Sharp Corp said yesterday that a capital injection from Taiwan’s Hon Hai Precision Industry Co (鴻海精密) was off the table, as the deadline passed for a deal seen as crucial for the troubled Japanese electronics giant.
Last year, Sharp announced an investment agreement then valued at about US$800 million with Hon Hai, which makes Apple products in China, but the deal stalled as the Japanese firm’s share price nosedived.
Months of speculation over the fate of the deal followed as cash-strapped Sharp sought out other investors, including US-based chipmaker Qualcomm Inc and South Korean rival Samsung Electronics Co.
Sharp confirmed the agreement — which would have given Hon Hai nearly 10 percent of the firm — was dead as yesterday’s deadline passed.
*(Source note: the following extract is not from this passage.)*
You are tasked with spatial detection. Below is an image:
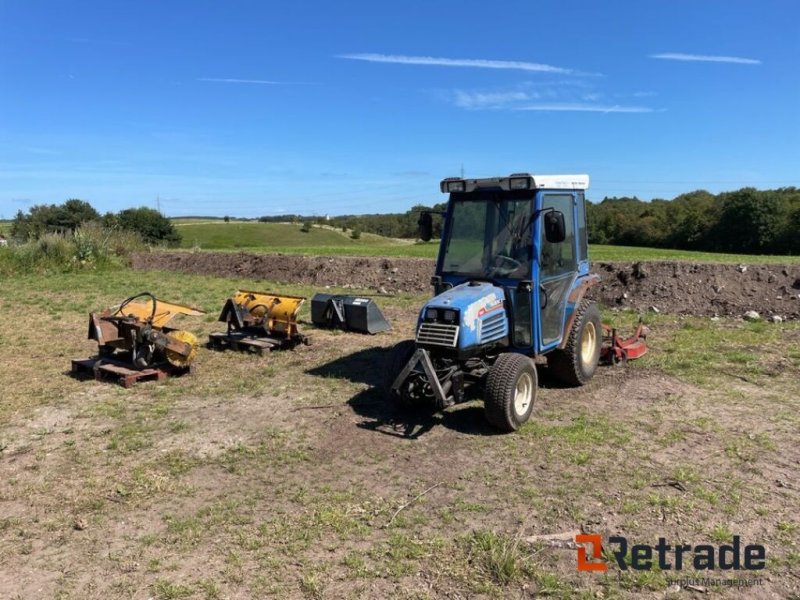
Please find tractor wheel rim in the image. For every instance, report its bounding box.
[514,372,533,416]
[581,321,597,369]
Sharp said the pact faltered because it could not win approval from the “relevant authorities,” without elaborating.
The firm, which is struggling to repair a tattered balance sheet, said it was “examining the possibility of other ways of funding due to the unfulfillment of this payment.”
Like rivals Sony Corp and Panasonic Corp, the maker of Aquos-brand electronics has been hammered by credit rating downgrades and record losses, which saw the century-old firm warn about its own survival last year.
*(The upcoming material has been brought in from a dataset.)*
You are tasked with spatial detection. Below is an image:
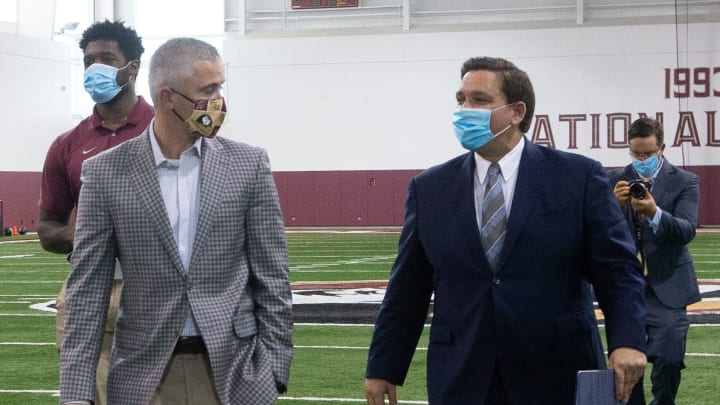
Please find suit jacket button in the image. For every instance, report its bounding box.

Sharp has embarked on a painful restructuring, including thousands of job cuts and slashed wages from the factory floor to the boardroom.
It also said it would put up real-estate as collateral for desperately needed bank loans, including its Osaka headquarters.
Sharp and Hon Hai would continue discussing tie-ups, which may or may not include a share sale to the Taiwanese company under different terms, Sharp spokeswoman Miyuki Nakayama said.
Hon Hai yesterday said the company would continue to negotiate with Sharp to secure a 9.9 percent stake in the Japanese company as agreed during an high-ranking executive meeting on Sunday. After five hours of discussion, the companies agreed that their cooperation would continue, Hon Hai said in a filing to the Taiwan Stock Exchange.
Hon Hai said the investment contract, which Hon Hai and Sharp inked on March 26 last year, is valid for three years, meaning the last deadline would be March 26, 2015, the filing showed.
In addition, Hon Hai said it has discussed with Sharp buying a 9.9 percent share in Sharp at the market price, rather than ¥550 as agreed on March 26 last year. Hon Hai also proposed closing the deal within three months after obtaining the support of Sharp’s creditor banks.
Based on the contract signed last year, Hon Hai hoped to seek the support of banks and has requested them to send representatives to join the management team in an effort to revive the Japanese company, the Hon Hai statement said.